Sebagai balasan, Iran melancarkan serangan rudal dan drone ke sejumlah wilayah Israel serta pangkalan militer AS di kawasan Teluk Persia.
Teheran juga memperketat pengawasan di Selat Hormuz, jalur pelayaran strategis yang menjadi salah satu rute utama distribusi energi dunia.
Setelah hampir 40 hari konflik berlangsung, Pakistan memfasilitasi perundingan yang menghasilkan gencatan senjata sementara yang mulai diberlakukan pada 8 April 2026.
Upaya meredakan ketegangan berlanjut dengan penandatanganan nota kesepahaman (MoU) pada 17 Juni 2026.
Presiden AS Donald Trump menandatangani salinan dokumen tersebut di Paris, sedangkan Presiden Iran Masoud Pezeshkian menandatanganinya di Teheran.

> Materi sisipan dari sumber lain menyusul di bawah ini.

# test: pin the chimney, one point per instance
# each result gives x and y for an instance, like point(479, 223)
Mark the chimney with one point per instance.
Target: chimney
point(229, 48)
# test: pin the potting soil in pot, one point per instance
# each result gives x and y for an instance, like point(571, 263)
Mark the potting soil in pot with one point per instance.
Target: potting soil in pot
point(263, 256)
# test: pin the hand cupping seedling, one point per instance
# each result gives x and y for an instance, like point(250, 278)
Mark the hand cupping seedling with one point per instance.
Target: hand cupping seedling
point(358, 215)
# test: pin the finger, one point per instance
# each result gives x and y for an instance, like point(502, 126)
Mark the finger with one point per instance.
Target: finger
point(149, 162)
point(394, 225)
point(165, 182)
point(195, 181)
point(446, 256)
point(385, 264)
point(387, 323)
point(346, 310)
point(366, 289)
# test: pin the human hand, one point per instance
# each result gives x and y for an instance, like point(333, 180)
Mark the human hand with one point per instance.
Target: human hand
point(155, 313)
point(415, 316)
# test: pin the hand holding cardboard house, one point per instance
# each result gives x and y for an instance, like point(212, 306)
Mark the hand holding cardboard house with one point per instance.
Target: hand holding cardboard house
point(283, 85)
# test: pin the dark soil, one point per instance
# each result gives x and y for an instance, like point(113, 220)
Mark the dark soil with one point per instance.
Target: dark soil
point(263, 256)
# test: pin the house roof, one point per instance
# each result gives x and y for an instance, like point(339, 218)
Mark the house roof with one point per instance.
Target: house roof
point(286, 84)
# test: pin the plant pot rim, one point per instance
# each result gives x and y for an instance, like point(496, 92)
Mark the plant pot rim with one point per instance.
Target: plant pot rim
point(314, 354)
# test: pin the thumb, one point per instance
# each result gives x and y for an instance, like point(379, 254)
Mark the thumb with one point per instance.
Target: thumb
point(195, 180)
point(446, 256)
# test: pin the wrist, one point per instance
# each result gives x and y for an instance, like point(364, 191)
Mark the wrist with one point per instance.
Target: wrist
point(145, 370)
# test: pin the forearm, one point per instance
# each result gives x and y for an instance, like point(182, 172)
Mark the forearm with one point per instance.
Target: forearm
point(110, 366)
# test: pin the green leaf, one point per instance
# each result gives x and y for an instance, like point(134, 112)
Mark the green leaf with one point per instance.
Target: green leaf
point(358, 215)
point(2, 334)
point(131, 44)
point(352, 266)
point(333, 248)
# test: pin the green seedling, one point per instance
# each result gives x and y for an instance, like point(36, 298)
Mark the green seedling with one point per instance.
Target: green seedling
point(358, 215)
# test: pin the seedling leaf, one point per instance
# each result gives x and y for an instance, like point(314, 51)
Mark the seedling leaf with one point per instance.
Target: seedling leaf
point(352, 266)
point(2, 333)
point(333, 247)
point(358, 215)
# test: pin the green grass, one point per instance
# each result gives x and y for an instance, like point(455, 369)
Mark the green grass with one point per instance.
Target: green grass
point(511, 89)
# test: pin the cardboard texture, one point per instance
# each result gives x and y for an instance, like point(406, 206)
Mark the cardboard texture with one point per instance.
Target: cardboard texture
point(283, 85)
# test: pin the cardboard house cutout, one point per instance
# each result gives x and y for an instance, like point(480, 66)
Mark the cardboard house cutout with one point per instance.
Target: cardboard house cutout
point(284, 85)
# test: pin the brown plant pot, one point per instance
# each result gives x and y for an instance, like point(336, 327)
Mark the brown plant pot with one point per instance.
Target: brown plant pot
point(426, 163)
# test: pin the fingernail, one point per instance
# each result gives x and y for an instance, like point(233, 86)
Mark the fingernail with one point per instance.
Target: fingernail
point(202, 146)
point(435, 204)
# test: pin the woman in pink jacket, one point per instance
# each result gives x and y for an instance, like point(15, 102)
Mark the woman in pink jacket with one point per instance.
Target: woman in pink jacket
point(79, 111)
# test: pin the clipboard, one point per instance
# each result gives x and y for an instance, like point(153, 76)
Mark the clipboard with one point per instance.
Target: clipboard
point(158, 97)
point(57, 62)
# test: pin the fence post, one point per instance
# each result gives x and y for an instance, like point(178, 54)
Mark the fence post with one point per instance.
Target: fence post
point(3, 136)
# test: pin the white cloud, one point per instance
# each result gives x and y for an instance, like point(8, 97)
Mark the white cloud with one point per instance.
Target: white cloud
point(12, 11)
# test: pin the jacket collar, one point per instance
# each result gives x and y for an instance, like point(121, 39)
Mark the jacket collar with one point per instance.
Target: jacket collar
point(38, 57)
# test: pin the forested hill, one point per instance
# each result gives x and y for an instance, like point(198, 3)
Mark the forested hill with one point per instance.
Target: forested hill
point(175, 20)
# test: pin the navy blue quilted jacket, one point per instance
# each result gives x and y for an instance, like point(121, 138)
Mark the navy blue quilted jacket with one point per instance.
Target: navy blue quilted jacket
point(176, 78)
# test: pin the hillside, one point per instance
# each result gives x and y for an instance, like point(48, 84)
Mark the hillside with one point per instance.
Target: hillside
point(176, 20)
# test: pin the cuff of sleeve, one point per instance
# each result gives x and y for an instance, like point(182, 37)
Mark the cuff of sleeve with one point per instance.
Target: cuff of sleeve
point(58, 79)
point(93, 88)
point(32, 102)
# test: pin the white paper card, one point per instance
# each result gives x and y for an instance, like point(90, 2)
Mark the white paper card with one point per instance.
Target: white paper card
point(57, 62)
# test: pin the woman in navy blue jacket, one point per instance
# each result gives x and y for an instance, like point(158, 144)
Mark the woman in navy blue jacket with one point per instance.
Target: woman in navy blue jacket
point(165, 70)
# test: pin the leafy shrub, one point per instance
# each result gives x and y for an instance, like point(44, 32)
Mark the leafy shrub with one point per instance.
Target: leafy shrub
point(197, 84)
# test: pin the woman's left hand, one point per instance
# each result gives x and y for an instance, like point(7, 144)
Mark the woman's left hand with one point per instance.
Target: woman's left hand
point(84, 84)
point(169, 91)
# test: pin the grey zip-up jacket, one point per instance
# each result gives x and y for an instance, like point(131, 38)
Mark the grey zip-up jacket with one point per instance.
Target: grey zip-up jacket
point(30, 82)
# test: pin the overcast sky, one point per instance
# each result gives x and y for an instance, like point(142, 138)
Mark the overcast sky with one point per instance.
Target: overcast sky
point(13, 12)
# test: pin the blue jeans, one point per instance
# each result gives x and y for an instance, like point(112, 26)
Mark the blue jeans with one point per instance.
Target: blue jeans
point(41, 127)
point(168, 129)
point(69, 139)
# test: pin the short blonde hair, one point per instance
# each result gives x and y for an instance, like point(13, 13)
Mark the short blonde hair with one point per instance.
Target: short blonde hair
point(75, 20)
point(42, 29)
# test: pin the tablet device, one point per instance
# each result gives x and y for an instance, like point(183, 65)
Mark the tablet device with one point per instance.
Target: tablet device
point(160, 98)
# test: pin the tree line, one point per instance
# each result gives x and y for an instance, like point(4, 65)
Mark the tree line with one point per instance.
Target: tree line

Qatar kemudian mengumumkan bahwa putaran lanjutan perundingan AS-Iran akan digelar setelah seluruh rangkaian pemakaman Ali Khamenei yang berlangsung pada 4–9 Juli 2026 selesai.
Namun, proses perdamaian kembali menghadapi hambatan ketika AS melancarkan serangan baru terhadap lebih dari 80 sasaran di Iran pada 7 Juli 2026 ketika Iran menggelar prosesi pemakaman Ali Khamenei.
Komando Pusat AS (CENTCOM) menyebut operasi itu sebagai respons atas dugaan serangan Iran terhadap tiga kapal dagang yang melintasi Selat Hormuz.
Washington juga mencabut pengecualian ekspor minyak Iran yang sebelumnya diberikan dalam kesepakatan MoU, sehingga semakin memperkeruh hubungan kedua negara.
Ketua tim negosiasi Iran, Mohammad Bagher Ghalibaf, menegaskan bahwa Teheran tidak akan tinggal diam menghadapi tekanan dari Washington.
Presiden Donald Trump mengklaim Iran kembali menghubungi pemerintah AS untuk membuka peluang dimulainya kembali dialog antara kedua negara, namun ada kelanjutan dari klaim tersebut.
Pada 12 Juli, situasi di kawasan Teluk semakin memanas setelah Iran melaporkan sekitar 10–11 proyektil menghantam Pulau Qeshm, sementara ledakan juga terdengar di Kota Bandar Abbas.
Di sisi lain, militer AS menegaskan pasukannya telah disiagakan untuk menjamin kebebasan pelayaran di Selat Hormuz meski menghadapi apa yang disebut sebagai ancaman dari Iran.
Teheran juga mengklaim telah melancarkan serangan rudal dan drone ke sejumlah fasilitas militer AS di Yordania, Bahrain, Kuwait, Qatar, dan Oman.